| Le plan vise à réduire les coûts de 15% en trois ans. (Archives paperJam) |
Par: Nicolas Raulot | Publié le 30.01.2009 0:00
Régime sec
Premières victimes de la déconfiture du groupe franco-belge dont le titre a perdu plus de 85% de sa valeur en un an, les actionnaires continuent à mettre la main à la poche. Ils ne bénéficieront d’aucun dividende au titre de l’année 2008. «Avec une perte nette estimée à 3 milliards d’euros en 2008, nous ne pouvons distribuer des résultats qui n’existent pas», a commenté Pierre Mariani, administrateur délégué du groupe lors de la conférence de presse. Les résultats détaillés du quatrième trimestre et de l’ensemble de l’exercice seront publiés le 26 février à 7 heures.
Les mesures les plus spectaculaires concernent toutefois les salariés. Evaluées à 200 millions d’euros en 2009, les réductions de coûts passent d’abord par un «plan d’adaptation de l’emploi» qui prévoit environ 900 réductions de postes cette année seulement. Elles devraient concerner une centaine de personnes au Luxembourg, 350 en Belgique, un peu moins de 250 en France et environ 250 également dans le reste du monde. Le groupe employait environ 35.000 personnes fin 2007. «Ce plan sera discuté dans le respect de la culture de dialogue social qui a toujours prévalu chez Dexia », est-il précisé.
Bruxelles et Dublin
Le groupe procède à un net recentrage en termes géographiques et de métiers. Les activités sont arrêtées et vendues en Australie, en Europe de l’Est ( à l’exclusion de Dexia Banka Slovensko), au Mexique, en Inde et en Scandinavie. «Comme annoncé en novembre, Dexia a poursuivi un travail d’analyse de ses implantations public and wholesale banking conduisant à un recentrage sur les marchés où le groupe bénéficie d’une franchise commerciale, d’une capacité de financement local à long terme et d’un potentiel de croissance rentable», indique le groupe. Les activités de marché sont recentrées sur deux plates-formes pour renforcer leur contrôle: Bruxelles (trading, trésorerie centrale) et Dublin (gestion de portefeuille en run-off).
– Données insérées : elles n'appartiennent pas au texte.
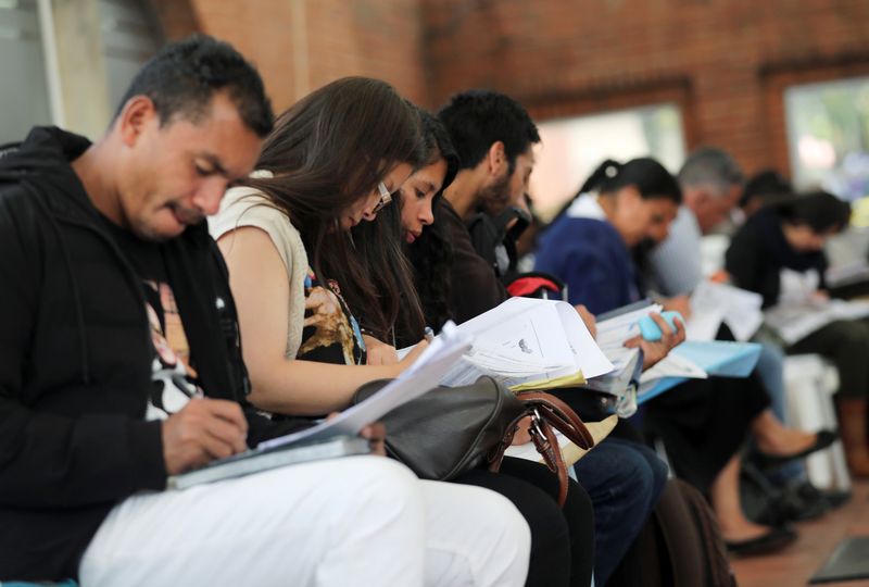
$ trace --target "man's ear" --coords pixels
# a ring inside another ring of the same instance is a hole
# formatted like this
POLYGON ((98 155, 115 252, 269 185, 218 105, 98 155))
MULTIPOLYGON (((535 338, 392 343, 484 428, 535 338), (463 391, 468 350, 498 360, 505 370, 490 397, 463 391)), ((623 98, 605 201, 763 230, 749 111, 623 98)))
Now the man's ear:
POLYGON ((486 161, 489 175, 501 177, 505 173, 505 170, 509 165, 507 164, 507 154, 504 151, 504 143, 502 141, 496 140, 489 147, 486 161))
POLYGON ((127 147, 136 145, 146 126, 156 118, 154 102, 147 96, 134 96, 117 115, 115 128, 121 135, 121 140, 127 147))

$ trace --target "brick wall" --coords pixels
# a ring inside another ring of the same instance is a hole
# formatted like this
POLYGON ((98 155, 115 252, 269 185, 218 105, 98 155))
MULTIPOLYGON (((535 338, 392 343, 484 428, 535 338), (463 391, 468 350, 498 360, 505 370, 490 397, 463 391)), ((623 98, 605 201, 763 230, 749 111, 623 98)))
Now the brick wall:
POLYGON ((869 73, 866 0, 421 0, 431 99, 489 87, 538 120, 662 99, 689 148, 788 168, 789 76, 869 73))
POLYGON ((166 37, 200 30, 256 63, 277 112, 347 75, 426 99, 418 0, 151 0, 166 37))
POLYGON ((869 74, 867 0, 151 0, 257 63, 276 109, 343 75, 427 107, 489 87, 538 120, 657 101, 689 148, 788 168, 781 90, 869 74))

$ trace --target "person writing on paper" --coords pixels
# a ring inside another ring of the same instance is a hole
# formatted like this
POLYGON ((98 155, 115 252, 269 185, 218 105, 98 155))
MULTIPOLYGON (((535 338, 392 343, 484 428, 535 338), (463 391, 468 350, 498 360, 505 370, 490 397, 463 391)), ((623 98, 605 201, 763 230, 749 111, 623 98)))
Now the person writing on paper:
POLYGON ((365 329, 350 312, 366 295, 377 299, 374 291, 398 300, 393 290, 412 287, 401 273, 369 276, 344 261, 350 228, 373 220, 419 163, 415 118, 390 92, 378 80, 344 78, 303 98, 278 118, 257 171, 210 223, 239 305, 251 401, 269 412, 341 410, 361 385, 396 377, 425 348, 398 361, 394 348, 366 334, 383 338, 394 305, 366 308, 365 329), (366 135, 356 123, 375 111, 377 132, 366 135), (342 134, 317 142, 315 125, 327 115, 342 134))
MULTIPOLYGON (((680 197, 676 178, 653 159, 605 161, 544 234, 538 267, 556 275, 564 272, 568 284, 576 276, 578 289, 606 291, 606 298, 599 296, 592 304, 599 311, 633 301, 640 292, 628 247, 666 238, 680 197), (594 247, 603 250, 593 255, 594 247), (580 263, 588 263, 585 271, 580 263)), ((676 473, 709 492, 729 547, 743 554, 759 553, 781 548, 794 535, 754 524, 742 511, 738 450, 746 433, 751 429, 761 450, 780 458, 819 447, 819 437, 782 426, 753 378, 734 382, 687 382, 651 400, 647 420, 667 446, 676 473)))
MULTIPOLYGON (((433 222, 423 225, 408 247, 426 321, 436 328, 448 319, 475 317, 507 299, 494 267, 476 251, 464 216, 484 200, 495 211, 496 202, 521 198, 539 140, 521 104, 498 92, 461 92, 438 118, 458 154, 458 171, 443 197, 432 202, 433 222)), ((411 218, 406 226, 420 225, 411 218)), ((594 507, 594 576, 605 584, 619 565, 633 562, 625 553, 657 502, 666 465, 645 447, 634 450, 610 437, 575 469, 594 507)))
MULTIPOLYGON (((354 241, 371 242, 369 233, 391 229, 395 233, 396 241, 405 243, 404 252, 414 250, 414 242, 425 238, 425 234, 432 229, 432 208, 443 197, 443 190, 449 187, 455 177, 458 167, 458 155, 453 148, 443 124, 431 113, 417 109, 421 118, 423 143, 426 152, 426 164, 414 172, 400 190, 400 197, 392 205, 386 208, 378 216, 377 222, 358 225, 353 228, 354 241)), ((364 247, 360 248, 366 254, 364 247)), ((423 258, 427 268, 421 272, 417 267, 417 285, 439 280, 441 270, 442 250, 423 258)), ((369 253, 368 253, 369 254, 369 253)), ((370 255, 370 254, 369 254, 370 255)), ((440 308, 440 302, 432 299, 431 289, 426 287, 421 295, 428 296, 424 300, 424 308, 428 302, 433 302, 440 308)), ((426 322, 436 320, 434 324, 441 325, 439 316, 426 315, 426 322)), ((430 330, 426 327, 425 330, 430 330)), ((419 337, 418 321, 411 320, 406 314, 400 315, 395 325, 395 338, 400 341, 415 340, 419 337)), ((517 433, 514 444, 521 441, 521 432, 517 433)), ((501 466, 501 476, 512 477, 500 479, 499 486, 493 486, 491 475, 482 471, 466 474, 461 483, 482 484, 496 490, 505 490, 508 484, 513 487, 509 494, 514 502, 526 514, 531 525, 532 551, 531 567, 528 585, 588 585, 591 580, 594 561, 594 536, 591 505, 584 491, 575 482, 569 482, 568 502, 561 513, 557 513, 552 498, 557 495, 556 477, 545 467, 524 459, 505 458, 501 466), (521 485, 518 484, 521 482, 521 485), (541 503, 531 495, 537 495, 540 489, 549 494, 547 502, 541 503), (581 496, 581 499, 580 499, 581 496), (566 527, 565 532, 559 529, 566 527), (562 536, 558 538, 558 536, 562 536)))
MULTIPOLYGON (((683 204, 670 224, 667 238, 660 242, 648 240, 635 247, 634 260, 644 287, 671 296, 669 303, 682 300, 688 305, 688 296, 703 282, 703 237, 722 226, 734 211, 740 191, 743 197, 751 198, 751 192, 758 186, 766 185, 759 189, 778 193, 789 191, 790 187, 781 178, 769 182, 769 178, 761 177, 759 182, 751 179, 743 188, 744 177, 739 163, 727 151, 708 146, 689 154, 677 178, 682 189, 683 204)), ((723 270, 713 277, 717 280, 727 279, 723 270)), ((690 319, 688 314, 683 315, 690 319)), ((718 335, 723 339, 732 339, 727 327, 721 328, 718 335)), ((763 344, 757 376, 769 395, 772 412, 779 421, 786 422, 783 362, 784 354, 777 345, 763 344)), ((758 459, 756 450, 753 450, 753 459, 758 459)), ((806 479, 802 462, 790 461, 769 469, 768 478, 782 486, 786 495, 786 504, 780 510, 786 509, 795 517, 803 519, 811 514, 817 516, 828 509, 828 500, 806 479)))
MULTIPOLYGON (((398 304, 413 315, 418 301, 412 285, 396 287, 410 282, 402 273, 401 242, 370 221, 412 168, 428 163, 419 130, 414 107, 388 84, 367 78, 328 84, 279 117, 257 164, 270 173, 260 172, 245 188, 230 190, 212 224, 229 265, 242 335, 255 340, 244 349, 252 355, 251 397, 276 417, 343 408, 357 385, 385 376, 379 366, 357 364, 365 362, 363 346, 370 346, 360 332, 386 336, 398 304), (378 184, 386 183, 385 197, 378 184), (360 224, 373 232, 351 233, 360 224), (314 270, 297 282, 300 266, 314 270), (344 324, 347 345, 336 344, 338 329, 312 327, 314 313, 304 311, 303 296, 315 290, 313 276, 327 290, 322 295, 333 297, 330 321, 344 324), (293 341, 297 329, 301 339, 293 341), (294 369, 301 364, 305 370, 294 369), (344 377, 350 372, 356 379, 344 377)), ((414 323, 421 336, 421 317, 414 323)), ((528 464, 554 477, 542 465, 528 464)), ((454 480, 459 496, 466 488, 458 484, 491 488, 520 510, 532 532, 529 585, 566 584, 559 578, 569 575, 572 562, 566 516, 576 520, 578 562, 590 566, 590 540, 581 538, 591 533, 591 512, 581 489, 570 491, 563 513, 550 496, 516 476, 473 471, 454 480)), ((444 523, 464 509, 457 503, 454 511, 444 510, 444 523)))
MULTIPOLYGON (((820 308, 827 258, 826 240, 847 226, 851 209, 824 191, 794 196, 755 213, 740 228, 726 255, 733 284, 764 297, 764 307, 806 303, 820 308), (819 305, 818 305, 819 304, 819 305)), ((839 424, 848 467, 869 476, 867 404, 869 322, 835 321, 786 348, 792 353, 817 352, 839 371, 839 424)))
POLYGON ((0 152, 0 579, 420 586, 470 564, 480 583, 521 583, 528 530, 508 504, 469 495, 439 532, 437 489, 386 459, 164 491, 307 425, 244 400, 202 223, 272 124, 255 70, 193 37, 146 64, 96 143, 37 127, 0 152))

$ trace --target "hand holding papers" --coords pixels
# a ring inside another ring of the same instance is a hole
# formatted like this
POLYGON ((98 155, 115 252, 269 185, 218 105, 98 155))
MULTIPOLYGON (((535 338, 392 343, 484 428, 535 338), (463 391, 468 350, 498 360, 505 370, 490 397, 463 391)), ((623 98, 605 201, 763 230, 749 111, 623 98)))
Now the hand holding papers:
POLYGON ((806 300, 802 303, 774 305, 764 312, 767 325, 788 345, 793 345, 831 322, 866 316, 869 316, 869 301, 866 300, 806 300))
POLYGON ((567 302, 511 298, 456 330, 473 337, 474 346, 443 377, 446 386, 490 375, 514 391, 550 389, 613 370, 567 302))
POLYGON ((416 399, 438 386, 450 367, 470 348, 470 339, 446 323, 411 366, 380 391, 352 405, 338 416, 298 433, 261 442, 267 449, 302 440, 327 439, 340 435, 356 435, 367 424, 376 422, 399 405, 416 399))
POLYGON ((752 291, 725 284, 701 282, 691 295, 691 319, 685 324, 690 340, 715 340, 721 324, 727 324, 736 340, 748 340, 760 324, 763 298, 752 291))

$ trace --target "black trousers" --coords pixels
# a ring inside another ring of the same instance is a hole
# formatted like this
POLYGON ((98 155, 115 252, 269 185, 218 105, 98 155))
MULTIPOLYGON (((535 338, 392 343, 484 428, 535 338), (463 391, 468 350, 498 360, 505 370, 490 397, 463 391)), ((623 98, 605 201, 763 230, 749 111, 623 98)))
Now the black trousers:
POLYGON ((769 396, 756 374, 709 377, 689 379, 645 405, 645 427, 664 441, 676 475, 706 494, 769 396))
POLYGON ((570 479, 558 508, 558 477, 540 463, 505 458, 500 473, 469 471, 454 483, 491 489, 509 499, 531 528, 527 586, 591 584, 594 567, 594 514, 588 494, 570 479))

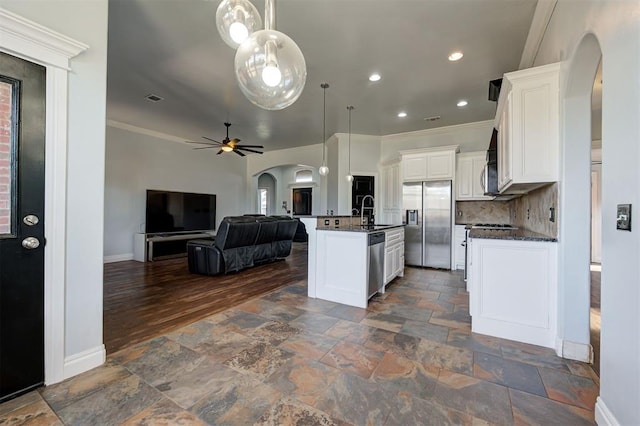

Dexia a également décidé de remettre à plat la politique de rémunération du groupe. Les bonus des dirigeants sont supprimés au titre de l’année 2008. Ceux des activités de marché sont réduits de 90%. «Pour l’ensemble des autres collaborateurs, la part variable va être réduite de 30% (pour les moins bien payés) à 60%», a précisé Pierre Mariani. «Les bonus chez Dexia représentaient environ 16% de la rémunération globale. Cette part va être réduite à 8%-9%, soit environ un mois de salaire». Suspendue dans la matinée, l’action Dexia perdait 6,5% à la mi-séance.